Le dernier livre de David Garrioch constitue un travail exemplaire d'approche sociale du religieux, sur le terrain d'un xviiie siècle parisien que l'auteur connaît intimement, et ce depuis longtemps. Sa recherche s'inscrit plus précisément dans le contexte d'un intérêt renouvelé pour l'étude des relations extraconfessionnelles des minorités religieuses et, dans le même temps et plus spécifiquement, des différentes cultures de la clandestinité qui imprègnent ces dernières1. C'est bien l'alliance de ces deux approches qui fonde l'originalité de la démarche. Si les communautés protestantes d'après la révocation de l'édit de Nantes en octobre 1685, en milieu rural comme urbain, ont connu un regain d'intérêt certain depuis quelques années2, la capitale permet de conjuguer efficacement deux perspectives principales: les conditions de maintien d'une communauté calviniste hors la loi sous les yeux mêmes du monarque, d'une part, et les transformations du regard et du traitement que la société qui l'englobe exerce sur celle-ci, d'autre part.
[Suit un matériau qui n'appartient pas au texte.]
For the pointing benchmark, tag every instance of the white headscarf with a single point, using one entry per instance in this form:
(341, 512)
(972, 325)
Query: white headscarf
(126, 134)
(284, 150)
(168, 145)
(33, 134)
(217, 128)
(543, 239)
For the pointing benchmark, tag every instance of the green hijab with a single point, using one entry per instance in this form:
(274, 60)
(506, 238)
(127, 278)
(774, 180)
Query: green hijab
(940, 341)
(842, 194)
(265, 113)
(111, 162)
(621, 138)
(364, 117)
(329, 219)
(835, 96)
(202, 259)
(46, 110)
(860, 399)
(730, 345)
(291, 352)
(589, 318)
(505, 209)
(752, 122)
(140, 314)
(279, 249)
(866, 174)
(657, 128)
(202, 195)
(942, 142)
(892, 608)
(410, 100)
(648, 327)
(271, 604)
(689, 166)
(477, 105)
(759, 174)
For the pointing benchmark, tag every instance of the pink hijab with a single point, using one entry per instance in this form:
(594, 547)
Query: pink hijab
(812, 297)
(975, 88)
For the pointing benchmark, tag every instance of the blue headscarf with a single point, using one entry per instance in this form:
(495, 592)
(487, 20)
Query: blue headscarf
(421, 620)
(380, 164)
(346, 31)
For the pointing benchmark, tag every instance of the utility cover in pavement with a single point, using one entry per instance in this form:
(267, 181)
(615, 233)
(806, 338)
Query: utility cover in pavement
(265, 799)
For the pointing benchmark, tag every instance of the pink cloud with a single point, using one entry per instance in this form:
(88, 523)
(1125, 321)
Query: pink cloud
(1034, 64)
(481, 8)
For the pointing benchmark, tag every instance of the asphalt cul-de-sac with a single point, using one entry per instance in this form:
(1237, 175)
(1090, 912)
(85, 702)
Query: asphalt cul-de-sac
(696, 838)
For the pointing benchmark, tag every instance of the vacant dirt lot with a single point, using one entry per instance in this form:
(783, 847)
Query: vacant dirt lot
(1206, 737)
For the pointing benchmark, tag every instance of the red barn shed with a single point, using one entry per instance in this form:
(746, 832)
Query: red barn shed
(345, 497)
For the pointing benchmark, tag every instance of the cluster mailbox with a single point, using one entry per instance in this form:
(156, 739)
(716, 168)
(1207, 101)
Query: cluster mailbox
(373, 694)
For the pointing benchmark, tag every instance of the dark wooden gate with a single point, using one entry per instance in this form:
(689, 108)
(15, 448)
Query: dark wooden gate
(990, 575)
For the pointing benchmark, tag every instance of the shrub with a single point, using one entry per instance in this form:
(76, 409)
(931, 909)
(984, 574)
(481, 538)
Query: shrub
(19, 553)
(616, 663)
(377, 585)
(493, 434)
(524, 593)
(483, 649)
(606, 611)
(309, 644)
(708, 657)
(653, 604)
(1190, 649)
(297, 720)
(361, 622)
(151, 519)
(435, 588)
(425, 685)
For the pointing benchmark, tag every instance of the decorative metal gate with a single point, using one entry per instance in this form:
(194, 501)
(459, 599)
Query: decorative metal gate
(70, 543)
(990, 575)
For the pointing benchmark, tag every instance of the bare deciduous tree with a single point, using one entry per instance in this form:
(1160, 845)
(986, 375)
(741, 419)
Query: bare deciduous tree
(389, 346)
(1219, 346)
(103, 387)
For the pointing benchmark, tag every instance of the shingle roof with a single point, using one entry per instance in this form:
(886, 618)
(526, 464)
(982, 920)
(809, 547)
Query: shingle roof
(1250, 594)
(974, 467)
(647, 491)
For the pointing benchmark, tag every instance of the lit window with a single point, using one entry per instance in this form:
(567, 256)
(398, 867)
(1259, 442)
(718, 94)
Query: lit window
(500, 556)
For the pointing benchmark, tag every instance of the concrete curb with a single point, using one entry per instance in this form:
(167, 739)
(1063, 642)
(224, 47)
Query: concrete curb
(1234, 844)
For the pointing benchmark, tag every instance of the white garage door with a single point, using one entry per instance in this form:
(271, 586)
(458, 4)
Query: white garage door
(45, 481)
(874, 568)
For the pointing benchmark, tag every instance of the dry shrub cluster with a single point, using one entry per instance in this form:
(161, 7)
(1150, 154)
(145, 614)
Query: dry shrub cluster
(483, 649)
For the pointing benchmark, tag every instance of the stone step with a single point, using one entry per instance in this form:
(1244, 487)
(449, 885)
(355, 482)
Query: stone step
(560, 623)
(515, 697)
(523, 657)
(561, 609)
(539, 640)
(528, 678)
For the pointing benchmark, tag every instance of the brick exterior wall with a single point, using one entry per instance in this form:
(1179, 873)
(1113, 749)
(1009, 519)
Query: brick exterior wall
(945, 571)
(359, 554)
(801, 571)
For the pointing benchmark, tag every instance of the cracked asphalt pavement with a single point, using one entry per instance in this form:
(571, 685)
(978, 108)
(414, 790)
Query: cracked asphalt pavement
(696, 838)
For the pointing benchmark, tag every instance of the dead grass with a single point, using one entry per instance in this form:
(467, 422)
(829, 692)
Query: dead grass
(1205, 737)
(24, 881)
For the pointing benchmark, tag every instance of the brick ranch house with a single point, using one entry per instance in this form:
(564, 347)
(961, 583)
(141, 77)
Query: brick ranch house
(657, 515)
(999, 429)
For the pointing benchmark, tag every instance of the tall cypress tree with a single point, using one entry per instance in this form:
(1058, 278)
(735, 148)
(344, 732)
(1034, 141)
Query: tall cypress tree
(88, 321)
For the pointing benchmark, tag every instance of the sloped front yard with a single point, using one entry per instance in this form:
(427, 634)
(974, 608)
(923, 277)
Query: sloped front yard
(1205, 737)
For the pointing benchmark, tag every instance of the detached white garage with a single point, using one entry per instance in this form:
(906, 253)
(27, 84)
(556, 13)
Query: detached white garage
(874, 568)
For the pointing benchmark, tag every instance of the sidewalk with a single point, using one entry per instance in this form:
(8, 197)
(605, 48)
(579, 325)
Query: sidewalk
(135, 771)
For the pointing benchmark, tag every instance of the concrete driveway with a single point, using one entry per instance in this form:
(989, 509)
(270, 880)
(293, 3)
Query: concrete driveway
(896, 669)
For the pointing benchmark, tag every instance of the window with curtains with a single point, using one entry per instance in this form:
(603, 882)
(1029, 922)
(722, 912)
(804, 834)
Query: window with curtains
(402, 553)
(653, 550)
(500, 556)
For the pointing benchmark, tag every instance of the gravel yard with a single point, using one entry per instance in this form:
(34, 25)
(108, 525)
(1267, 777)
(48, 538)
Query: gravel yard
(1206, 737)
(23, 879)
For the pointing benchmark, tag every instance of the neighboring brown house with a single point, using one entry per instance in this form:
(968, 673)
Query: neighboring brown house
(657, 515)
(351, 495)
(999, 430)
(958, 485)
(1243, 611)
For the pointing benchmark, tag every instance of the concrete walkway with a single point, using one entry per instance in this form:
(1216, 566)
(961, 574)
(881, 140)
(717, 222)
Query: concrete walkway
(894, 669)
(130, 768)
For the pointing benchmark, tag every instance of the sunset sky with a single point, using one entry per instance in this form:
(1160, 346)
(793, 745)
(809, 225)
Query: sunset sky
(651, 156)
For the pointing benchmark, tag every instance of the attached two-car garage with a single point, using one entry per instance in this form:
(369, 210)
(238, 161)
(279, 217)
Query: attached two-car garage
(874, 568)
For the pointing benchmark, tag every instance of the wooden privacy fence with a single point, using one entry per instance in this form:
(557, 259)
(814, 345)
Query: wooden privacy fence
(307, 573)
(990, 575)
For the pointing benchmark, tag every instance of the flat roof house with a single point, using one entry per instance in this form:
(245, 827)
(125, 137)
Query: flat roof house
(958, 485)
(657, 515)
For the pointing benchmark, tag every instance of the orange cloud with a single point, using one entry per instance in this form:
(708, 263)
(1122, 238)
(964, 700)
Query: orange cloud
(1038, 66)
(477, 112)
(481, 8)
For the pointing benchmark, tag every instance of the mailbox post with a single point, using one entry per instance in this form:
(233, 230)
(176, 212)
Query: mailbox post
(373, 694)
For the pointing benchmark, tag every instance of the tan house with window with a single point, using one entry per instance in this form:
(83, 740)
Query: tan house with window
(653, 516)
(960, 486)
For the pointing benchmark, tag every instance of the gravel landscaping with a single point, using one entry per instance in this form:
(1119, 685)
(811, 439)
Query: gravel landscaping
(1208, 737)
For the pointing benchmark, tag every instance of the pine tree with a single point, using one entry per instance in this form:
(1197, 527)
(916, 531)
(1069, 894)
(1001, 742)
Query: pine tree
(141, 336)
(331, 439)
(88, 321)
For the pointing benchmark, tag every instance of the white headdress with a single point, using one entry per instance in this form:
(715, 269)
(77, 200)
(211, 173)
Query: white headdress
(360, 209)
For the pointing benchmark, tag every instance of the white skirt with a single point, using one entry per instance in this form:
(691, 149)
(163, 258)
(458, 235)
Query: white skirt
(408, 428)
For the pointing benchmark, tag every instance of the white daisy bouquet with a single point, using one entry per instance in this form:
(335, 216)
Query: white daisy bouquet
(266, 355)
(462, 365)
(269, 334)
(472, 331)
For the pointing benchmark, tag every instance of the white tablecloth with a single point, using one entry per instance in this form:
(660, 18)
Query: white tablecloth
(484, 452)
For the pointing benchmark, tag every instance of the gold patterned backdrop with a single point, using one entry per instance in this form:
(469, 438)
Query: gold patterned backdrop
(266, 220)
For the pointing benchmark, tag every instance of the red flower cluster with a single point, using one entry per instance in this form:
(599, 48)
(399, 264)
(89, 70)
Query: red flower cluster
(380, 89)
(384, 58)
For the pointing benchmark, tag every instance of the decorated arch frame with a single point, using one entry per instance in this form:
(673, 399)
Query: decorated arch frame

Après 1685, la communauté protestante parisienne survit en effet, sans culte, mais sans non plus subir de persécution très violente. Ses effectifs, pour autant qu'on puisse interpréter les traces documentaires manifestant une appartenance religieuse ordinairement peu visible, ne sont pas négligeables. La communauté atteint au moins 3 000 à 5 000 personnes au milieu du xviiie siècle, contre 8 000 à 9 000 à la veille de la révocation, un chiffre qu'elle dépasse sans doute à la Révolution. Mais elle s'est en partie renouvelée: la capitale reçoit [End Page 1011] nombre de nouveaux convertis de province, surtout originaires de l'Orléanais et du Berry, qui fuient des confrontations tendues avec un clergé et des autorités qui doutent de la sincérité de leur conversion. Ce mouvement compense en partie les émigrations, surtout féminines, des protestants parisiens lors de la révocation. La composition du groupe brouille des frontières de nationalité relativement poreuses: les étrangers représentent un bon tiers des individus identifiés, originaires majoritairement de Genève et des cantons helvétiques (25 % des effectifs). Mais une part de ces derniers peuvent en fait être considérés comme des «rémigrés», descendants de familles autrefois regnicoles, comme la plupart des grands banquiers (Chabert, Tourton, Thellusson, etc.).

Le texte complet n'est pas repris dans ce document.